Le 11 septembre et les jours qui ont suivit, l’Amérique s’est attirée la sympathie du monde et singulièrement de la France. Vous l’avez vécu sur place puisque vous étiez en poste à New York.

Le 11 septembre, dés l’après midi, j’ai vu fleurir tous ces drapeaux américains, toutes ces bannières étoilées dans les rues, sur les voitures, aux revers des vestes et sur le moment je me suis surpris à trouver ça tout à fait normal et tout à fait compréhensible. Pour peu, j’aurais mis, moi aussi un drapeau à ma fenêtre. Les quelques jours qui ont suivi l’attentat je me suis senti américain, par solidarité et parce que j’habitais New York et que j’avais vu les tours s’effodrer. Ça n’a pas duré longtemps et ça m’a paru tellement étrange et tellement inattendu que je me suis dit que ce sentiment devait avoir quelque chose d’un peu universel.
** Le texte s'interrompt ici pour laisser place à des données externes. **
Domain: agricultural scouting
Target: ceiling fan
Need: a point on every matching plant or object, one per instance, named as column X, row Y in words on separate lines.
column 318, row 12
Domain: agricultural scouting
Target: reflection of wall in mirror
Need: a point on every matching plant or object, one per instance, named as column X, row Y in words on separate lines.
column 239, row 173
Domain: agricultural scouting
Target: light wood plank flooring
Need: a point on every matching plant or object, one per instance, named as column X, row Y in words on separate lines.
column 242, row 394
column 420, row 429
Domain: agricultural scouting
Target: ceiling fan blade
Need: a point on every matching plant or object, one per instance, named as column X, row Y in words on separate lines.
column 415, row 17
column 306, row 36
Cet état de grâce américain dans l’opinion mondiale avait été parfaitement traduit par le Monde qui, de l’autre coté de l’Atlantique titrait « nous sommes tous américains » s’ouvrait alors une ère de grande opportunité. Ce capital de sympathie mondiale aurait pu être utilisé à autre chose qu’à constituer une coalition bancale de pays volontaires pour une guerre basée sur un mensonge et des intérêts bien compris.

Et puis, entre la France et l’Amérique, les relations se sont particulièrement crispé.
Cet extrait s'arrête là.